Des premiers jours du confinement jusqu’à la levée des mesures, le documentaire se structure à travers des portraits variés, révélés à demi-mot. Au compte-goutte arrivent également de rares dialogues entre les protagonistes, par le biais des scènes de leur vie quotidienne devenues dramatiques ou apocalyptiques sous le nouveau régime de confinement. Toute une diversité est présente, entre ceux qui marchent avec le régime et qui assurent à ces jeunes venus par dizaines qu’il n’y a rien à craindre, et ceux qui se battent pour qu’on leur octroie une miette de la vérité officielle, celle du discours prononcé par les représentants des autorités.

La violence et la peur

A plusieurs reprises, on se demande quels risques ces personnes ont pris pour nous faire parvenir ces images, souvent poignantes d’intensité ou révoltantes par leur brutalité. Elles laissent surtout transparaître la violence d’une nouvelle forme de dictature et l’histoire de ces deuils broyés; autant le courage de certains protagonistes qui mettent leur vie en péril pour lutter contre le virus que la lâcheté d’un Parti-Etat aux ressources phénoménales de ses membres et adeptes du mensonge et de la censure au lieu de protéger et de secourir. C’est l’absurdité au service du pouvoir. Rien n’illustre mieux ce constat que cet homme, à qui l’on impose la présence d’un membre du parti pour la cérémonie à la mémoire de son père, mort du Covid-19, mais à qui l’on propose «30% de rabais sur les pierres tombales».
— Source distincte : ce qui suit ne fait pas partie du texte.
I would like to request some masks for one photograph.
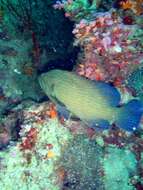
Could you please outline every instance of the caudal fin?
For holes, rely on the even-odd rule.
[[[135,131],[139,127],[143,105],[139,100],[131,100],[118,110],[116,125],[127,131]]]

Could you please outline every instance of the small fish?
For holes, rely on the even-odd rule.
[[[120,106],[120,94],[110,84],[56,69],[39,76],[39,83],[58,110],[66,116],[71,113],[91,128],[105,129],[113,123],[127,131],[139,127],[141,102],[134,99]]]

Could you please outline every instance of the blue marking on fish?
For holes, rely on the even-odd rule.
[[[43,73],[39,83],[51,101],[62,106],[63,112],[69,111],[89,127],[105,129],[113,123],[127,131],[139,127],[143,113],[141,102],[132,100],[119,106],[120,94],[110,84],[63,70]]]

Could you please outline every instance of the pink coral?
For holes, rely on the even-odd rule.
[[[76,71],[92,80],[120,85],[141,63],[139,40],[129,40],[137,26],[125,25],[115,12],[98,13],[92,21],[81,20],[73,33],[80,45]]]

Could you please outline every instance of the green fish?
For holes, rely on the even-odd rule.
[[[127,131],[139,127],[141,102],[134,99],[120,106],[120,94],[110,84],[57,69],[40,75],[39,83],[59,112],[65,116],[71,113],[89,127],[105,129],[113,123]]]

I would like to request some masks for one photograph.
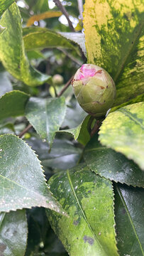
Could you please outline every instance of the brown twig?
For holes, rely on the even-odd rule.
[[[21,138],[32,127],[31,124],[28,124],[18,135],[19,138]]]
[[[72,75],[70,78],[70,79],[69,79],[69,80],[67,82],[65,85],[63,87],[63,88],[62,89],[60,92],[57,95],[57,97],[60,97],[64,93],[64,92],[67,90],[67,88],[68,88],[68,87],[69,87],[69,85],[70,85],[70,83],[71,83],[73,78],[74,78],[74,75]]]
[[[62,11],[62,13],[65,16],[65,17],[67,18],[67,20],[68,21],[69,23],[69,26],[71,29],[71,31],[72,32],[75,32],[75,30],[72,26],[72,21],[70,20],[69,18],[69,14],[67,12],[65,8],[62,6],[62,3],[60,1],[60,0],[53,0],[54,3],[55,4],[55,5],[57,6],[57,7],[58,7],[60,9],[60,10]]]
Coronation nous fait voir l’endoctrinement et la peur, qui aurait dû rester celle du virus, mais qui devient aussi celle du régime. Il n’a pas fallu longtemps avant que la violence publique et les nécessités de la propagande ne prennent le dessus. En plein cœur du confinement déjà, il fallait que le Parti reprenne la main et assure le rôle qu’il s’est toujours donné: celui de seul garant de la stabilité, de l’ordre et de la vérité publique. 

https://www.youtube.com/watch?v=7dsEdqqDnwM
Rencontre avec Ai Weiwei – Chine: les paradoxes de la réponse à la pandémie

Quelle victoire?

N’en déplaise à cette femme âgée, décorée à de multiples reprises pour ses efforts en tant que membre, une fois l’urgence levée et les gains de l’action amoindris, le Parti communiste ne se soucie guère des plus faibles. Elle qui assurait quelques semaines plus tôt que le Parti donnerait tout à son peuple – contrairement aux pays étrangers – elle paraît ne pas comprendre lorsque son fils lui dit que désormais, aucun frais ne serait plus remboursé.

A la fin du documentaire, le contraste est saisissant entre cet homme à qui l’on refuse de faire son deuil et une certaine jeunesse, biberonnée aux réussites du Parti de ces deux dernières décennies qui, dans les murs mêmes de l’hôpital, prête serment au régime. Une pandémie dévastatrice ne doit pas détourner la Chine du chemin qu’elle s’est tracée vers la puissance, quitte à écraser son peuple: le coronavirus a été vaincu.

Si, comme l’affirme le réalisateur et producteur, plusieurs festivals à travers le monde ont refusé son œuvre, on peut mesurer tout le chemin qu’il reste à parcourir pour l’Occident avant de pouvoir relever la tête et défendre réellement nos valeurs.